One person on Facebook who also suffers from Ehlers Danlos even suggested that perhaps the migraines may be due to a chiari malformation or craniocervical instability, which are both common issues associated with Ehlers Danlos Syndrome. I have wondered about the neck instability possibility, as I often feel like my head is excessively heavy, not supported well by my neck, and sometimes bobbles around almost like a bobblehead. Whenever I sit for long, I have to have a neck rest because my pain worsens quickly if I have to hold my head up without support.
Unfortunately, it looks like if instability is the issue, the answer might be this huge, horribly-uncomfortable-looking neck brace that looks like it would be sensory hell for me. Of course, I do know from a prior MRI that I also have degenerative disc disease throughout my cervical and thoracic spine, and at least a couple herniated cervical discs. Whatever the issue, I wish it would clear up soon! This is miserable and I feel like I am living on NSAIDS, muscle relaxers, and Lidocaine right now.
This has undoubtedly been a rough week for me so far, but some good things have happened too. Here is a short run-down of the last few days:
Sunday and Monday, one of our pipes froze because of the freakishly cold weather so we had no water until that section thawed out. Luckily, it didn’t cause the pipes to burst or anything like that. My husband thinks he solved the issue by replacing the insulation around the pipe, but I guess we’ll find out the next time we all freeze.
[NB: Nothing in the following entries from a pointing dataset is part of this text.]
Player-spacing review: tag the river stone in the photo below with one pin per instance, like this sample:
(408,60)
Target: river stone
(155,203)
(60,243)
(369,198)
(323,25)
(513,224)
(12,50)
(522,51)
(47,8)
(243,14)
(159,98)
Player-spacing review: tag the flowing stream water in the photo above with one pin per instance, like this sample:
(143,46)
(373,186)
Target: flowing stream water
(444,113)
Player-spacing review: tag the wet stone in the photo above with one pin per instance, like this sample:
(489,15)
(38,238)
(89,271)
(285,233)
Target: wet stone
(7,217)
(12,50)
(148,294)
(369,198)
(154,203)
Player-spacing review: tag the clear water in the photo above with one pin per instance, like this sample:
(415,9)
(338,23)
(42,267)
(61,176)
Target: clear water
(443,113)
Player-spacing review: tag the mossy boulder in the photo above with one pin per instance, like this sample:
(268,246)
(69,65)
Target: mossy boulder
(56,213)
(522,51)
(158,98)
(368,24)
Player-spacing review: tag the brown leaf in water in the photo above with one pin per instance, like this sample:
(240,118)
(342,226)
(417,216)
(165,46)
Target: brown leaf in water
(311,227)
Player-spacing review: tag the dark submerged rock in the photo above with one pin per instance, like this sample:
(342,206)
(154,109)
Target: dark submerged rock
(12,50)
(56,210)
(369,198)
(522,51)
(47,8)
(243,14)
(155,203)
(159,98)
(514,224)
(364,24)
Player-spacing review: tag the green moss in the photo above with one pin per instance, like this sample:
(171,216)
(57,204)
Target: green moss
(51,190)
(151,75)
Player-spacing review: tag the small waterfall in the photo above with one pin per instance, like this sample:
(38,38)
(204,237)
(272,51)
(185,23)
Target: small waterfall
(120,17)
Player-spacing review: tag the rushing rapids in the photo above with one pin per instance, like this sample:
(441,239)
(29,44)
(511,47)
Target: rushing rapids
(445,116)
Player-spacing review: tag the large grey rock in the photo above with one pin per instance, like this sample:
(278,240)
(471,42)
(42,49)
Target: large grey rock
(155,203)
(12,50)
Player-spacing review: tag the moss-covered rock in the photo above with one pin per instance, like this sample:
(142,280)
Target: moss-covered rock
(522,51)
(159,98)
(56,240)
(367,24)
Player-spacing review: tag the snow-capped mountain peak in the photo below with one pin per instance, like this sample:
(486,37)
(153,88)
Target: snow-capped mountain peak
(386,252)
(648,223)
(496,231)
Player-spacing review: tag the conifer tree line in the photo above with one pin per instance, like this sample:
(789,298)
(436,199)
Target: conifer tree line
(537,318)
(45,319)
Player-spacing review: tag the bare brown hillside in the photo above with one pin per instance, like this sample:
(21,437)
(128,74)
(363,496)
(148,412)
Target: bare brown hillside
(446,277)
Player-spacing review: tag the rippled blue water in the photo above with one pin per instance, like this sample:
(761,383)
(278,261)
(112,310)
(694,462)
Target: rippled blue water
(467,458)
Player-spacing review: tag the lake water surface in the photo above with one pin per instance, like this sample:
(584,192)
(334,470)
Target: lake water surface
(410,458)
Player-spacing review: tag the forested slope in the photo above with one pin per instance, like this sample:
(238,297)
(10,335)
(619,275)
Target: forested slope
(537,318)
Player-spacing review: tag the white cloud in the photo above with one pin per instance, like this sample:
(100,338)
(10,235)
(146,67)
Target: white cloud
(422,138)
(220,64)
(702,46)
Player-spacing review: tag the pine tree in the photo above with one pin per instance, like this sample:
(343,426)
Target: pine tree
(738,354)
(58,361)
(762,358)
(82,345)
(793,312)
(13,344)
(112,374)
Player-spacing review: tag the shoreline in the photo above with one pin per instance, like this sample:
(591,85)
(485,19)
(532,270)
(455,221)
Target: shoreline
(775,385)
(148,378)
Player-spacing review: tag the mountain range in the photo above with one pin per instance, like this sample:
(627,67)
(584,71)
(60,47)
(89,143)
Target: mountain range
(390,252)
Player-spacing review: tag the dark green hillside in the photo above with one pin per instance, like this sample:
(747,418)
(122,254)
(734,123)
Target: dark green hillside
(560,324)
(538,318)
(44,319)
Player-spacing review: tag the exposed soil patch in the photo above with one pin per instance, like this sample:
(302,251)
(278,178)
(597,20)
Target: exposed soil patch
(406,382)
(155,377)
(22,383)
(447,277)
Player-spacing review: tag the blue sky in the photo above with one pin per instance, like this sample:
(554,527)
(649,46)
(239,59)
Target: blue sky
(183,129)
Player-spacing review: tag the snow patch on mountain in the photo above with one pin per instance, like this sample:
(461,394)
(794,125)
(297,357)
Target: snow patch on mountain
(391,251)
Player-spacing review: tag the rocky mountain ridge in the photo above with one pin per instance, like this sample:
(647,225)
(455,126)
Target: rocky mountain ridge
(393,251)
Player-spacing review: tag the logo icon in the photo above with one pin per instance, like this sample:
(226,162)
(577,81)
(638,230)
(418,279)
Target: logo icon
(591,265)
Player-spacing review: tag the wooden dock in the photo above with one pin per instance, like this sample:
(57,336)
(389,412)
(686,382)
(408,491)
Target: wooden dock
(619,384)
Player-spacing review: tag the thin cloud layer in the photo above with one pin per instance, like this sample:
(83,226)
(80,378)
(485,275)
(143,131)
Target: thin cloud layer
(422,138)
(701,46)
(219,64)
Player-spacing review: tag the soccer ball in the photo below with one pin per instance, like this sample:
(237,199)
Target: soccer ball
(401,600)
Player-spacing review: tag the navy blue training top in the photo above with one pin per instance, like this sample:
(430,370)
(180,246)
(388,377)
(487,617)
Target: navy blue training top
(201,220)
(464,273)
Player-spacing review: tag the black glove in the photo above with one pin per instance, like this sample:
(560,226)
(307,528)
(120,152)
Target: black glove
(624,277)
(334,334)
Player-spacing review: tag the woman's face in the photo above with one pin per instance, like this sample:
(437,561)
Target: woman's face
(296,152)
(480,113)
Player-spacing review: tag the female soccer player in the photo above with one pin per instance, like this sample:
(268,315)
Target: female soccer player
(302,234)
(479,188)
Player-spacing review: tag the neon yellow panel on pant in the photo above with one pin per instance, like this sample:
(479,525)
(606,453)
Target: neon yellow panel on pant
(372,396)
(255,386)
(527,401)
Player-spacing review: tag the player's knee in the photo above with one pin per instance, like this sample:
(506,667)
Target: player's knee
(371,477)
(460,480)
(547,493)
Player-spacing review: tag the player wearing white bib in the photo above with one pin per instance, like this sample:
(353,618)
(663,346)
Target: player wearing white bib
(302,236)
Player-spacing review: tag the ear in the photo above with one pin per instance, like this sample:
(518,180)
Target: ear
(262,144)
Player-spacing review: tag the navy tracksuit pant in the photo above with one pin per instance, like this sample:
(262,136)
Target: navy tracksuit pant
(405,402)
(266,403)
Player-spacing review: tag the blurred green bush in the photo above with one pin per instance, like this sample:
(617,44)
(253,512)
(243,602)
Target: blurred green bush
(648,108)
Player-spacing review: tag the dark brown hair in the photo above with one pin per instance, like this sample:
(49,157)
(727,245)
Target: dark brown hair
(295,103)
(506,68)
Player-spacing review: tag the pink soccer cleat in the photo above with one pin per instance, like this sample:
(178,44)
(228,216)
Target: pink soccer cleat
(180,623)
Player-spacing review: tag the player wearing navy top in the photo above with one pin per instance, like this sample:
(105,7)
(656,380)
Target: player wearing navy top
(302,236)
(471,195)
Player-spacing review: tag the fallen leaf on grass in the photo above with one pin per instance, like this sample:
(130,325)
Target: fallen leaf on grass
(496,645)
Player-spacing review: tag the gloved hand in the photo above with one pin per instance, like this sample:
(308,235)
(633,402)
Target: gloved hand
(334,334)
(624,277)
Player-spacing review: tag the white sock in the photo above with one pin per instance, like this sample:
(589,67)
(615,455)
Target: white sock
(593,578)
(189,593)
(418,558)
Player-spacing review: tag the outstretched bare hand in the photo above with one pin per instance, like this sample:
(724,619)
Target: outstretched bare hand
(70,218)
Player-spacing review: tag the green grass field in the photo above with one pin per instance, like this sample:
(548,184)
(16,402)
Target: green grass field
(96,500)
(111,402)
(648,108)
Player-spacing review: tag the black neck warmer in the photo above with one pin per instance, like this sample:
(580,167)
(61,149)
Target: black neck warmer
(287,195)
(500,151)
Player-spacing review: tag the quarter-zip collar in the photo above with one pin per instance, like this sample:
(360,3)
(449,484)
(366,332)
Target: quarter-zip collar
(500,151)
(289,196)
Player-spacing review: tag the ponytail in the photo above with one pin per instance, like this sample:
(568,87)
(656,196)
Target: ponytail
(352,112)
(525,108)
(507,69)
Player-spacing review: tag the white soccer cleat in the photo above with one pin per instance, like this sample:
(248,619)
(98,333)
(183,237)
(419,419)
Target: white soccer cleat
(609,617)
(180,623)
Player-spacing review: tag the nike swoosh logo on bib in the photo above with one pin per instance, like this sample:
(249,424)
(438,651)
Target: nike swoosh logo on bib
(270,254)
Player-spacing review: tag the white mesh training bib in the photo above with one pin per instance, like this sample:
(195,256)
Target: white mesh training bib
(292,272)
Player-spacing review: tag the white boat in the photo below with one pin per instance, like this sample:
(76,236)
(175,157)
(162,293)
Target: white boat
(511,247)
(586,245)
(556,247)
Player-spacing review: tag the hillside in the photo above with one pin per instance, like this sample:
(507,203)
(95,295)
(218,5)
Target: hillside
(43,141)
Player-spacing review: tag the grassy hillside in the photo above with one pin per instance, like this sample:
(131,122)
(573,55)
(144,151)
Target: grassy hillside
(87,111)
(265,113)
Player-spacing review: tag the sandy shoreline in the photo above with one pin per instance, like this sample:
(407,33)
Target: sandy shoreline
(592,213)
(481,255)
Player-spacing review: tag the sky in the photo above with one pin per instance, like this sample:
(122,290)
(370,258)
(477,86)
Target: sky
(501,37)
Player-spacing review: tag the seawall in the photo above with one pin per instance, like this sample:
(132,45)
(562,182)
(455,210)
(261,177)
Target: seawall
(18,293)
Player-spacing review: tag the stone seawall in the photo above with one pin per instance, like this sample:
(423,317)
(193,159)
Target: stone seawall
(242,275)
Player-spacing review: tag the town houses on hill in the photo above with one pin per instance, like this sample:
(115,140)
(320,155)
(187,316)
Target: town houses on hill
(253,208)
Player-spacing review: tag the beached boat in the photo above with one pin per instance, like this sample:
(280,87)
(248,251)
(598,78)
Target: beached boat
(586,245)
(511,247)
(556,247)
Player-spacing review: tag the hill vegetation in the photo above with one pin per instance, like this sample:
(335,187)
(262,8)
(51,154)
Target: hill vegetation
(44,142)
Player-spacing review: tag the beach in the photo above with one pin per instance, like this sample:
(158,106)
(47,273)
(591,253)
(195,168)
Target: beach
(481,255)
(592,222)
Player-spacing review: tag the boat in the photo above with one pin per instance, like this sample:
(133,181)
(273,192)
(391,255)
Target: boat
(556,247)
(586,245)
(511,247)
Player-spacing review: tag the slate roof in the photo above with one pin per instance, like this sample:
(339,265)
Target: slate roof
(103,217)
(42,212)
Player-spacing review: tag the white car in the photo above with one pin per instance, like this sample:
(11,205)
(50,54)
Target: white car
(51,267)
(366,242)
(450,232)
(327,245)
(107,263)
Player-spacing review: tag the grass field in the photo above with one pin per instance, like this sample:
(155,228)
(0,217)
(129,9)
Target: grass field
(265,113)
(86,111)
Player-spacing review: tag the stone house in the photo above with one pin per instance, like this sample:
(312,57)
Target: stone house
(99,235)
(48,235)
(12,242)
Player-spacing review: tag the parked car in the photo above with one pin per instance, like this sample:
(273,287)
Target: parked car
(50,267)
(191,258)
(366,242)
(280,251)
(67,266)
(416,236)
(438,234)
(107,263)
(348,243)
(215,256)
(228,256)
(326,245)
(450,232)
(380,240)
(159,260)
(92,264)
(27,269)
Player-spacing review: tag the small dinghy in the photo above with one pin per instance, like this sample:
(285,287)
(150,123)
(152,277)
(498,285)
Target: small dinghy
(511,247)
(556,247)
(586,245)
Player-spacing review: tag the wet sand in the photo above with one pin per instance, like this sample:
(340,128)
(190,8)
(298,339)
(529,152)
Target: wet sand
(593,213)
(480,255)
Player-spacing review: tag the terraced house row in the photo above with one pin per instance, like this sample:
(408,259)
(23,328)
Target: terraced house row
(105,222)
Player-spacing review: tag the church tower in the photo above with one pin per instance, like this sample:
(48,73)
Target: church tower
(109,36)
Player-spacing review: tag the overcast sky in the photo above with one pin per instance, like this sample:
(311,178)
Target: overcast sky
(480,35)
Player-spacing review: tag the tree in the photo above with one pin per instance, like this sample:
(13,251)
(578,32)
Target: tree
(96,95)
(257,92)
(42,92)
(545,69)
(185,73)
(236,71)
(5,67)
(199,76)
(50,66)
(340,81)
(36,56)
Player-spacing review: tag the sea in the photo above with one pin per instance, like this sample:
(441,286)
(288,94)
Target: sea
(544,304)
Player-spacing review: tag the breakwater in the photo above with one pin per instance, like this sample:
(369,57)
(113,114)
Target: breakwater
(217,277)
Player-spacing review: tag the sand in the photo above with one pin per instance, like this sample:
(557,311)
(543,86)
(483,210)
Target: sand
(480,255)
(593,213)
Yesterday I had my appointment with the rheumatologist to get my Ehlers Danlos testing done. I’m officially a zebra! Right now my diagnosis is Hypermobile Ehlers Danlos, although I do plan to try to pursue genetic testing to make sure none of the other EDS genes are playing a part. The doctor also highly suspected I have POTS (postural orthostatic tachycardia syndrome), which would help explain my dizzy spells, vertigo, feeling faint, and maybe even a few episodes of passing out when I was younger. It sucks that there is no cure or really even further treatment other than what I’m already doing, but it is wonderful to have some answers that finally make sense!
Tuesday I made the mistake of posting in a Facebook chronic illness group about my surprise that a zoo we want to visit charges $25 for the use of a wheelchair for a couple hours. Soon I was accused of being entitled, expecting everyone else to pay for my disability, and even being too poor to go to the zoo if I couldn’t afford the extra charge. The attacks got to the point that it actually made me cry because it hurt my feelings so much. I wasn’t even saying that the zoo had no right to charge for use of their equipment, I was just questioning whether the price was a bit high for the time it would be used. Of course, then I heard that some zoos and theme parks charge way more, some even over $100 a day! I can’t help but feel personally that is taking advantage of the disabled. Maybe I’m wrong, but I still feel that way.
Last night all this stress took its toll on me. I had the worse migraine I have had in years. Luckily, I still had some migraine pills from the last time I filled the prescription which was several years ago. They were technically expired, but still did their job. Today I have that slight headachy, hung over feeling I always get after a severe migraine.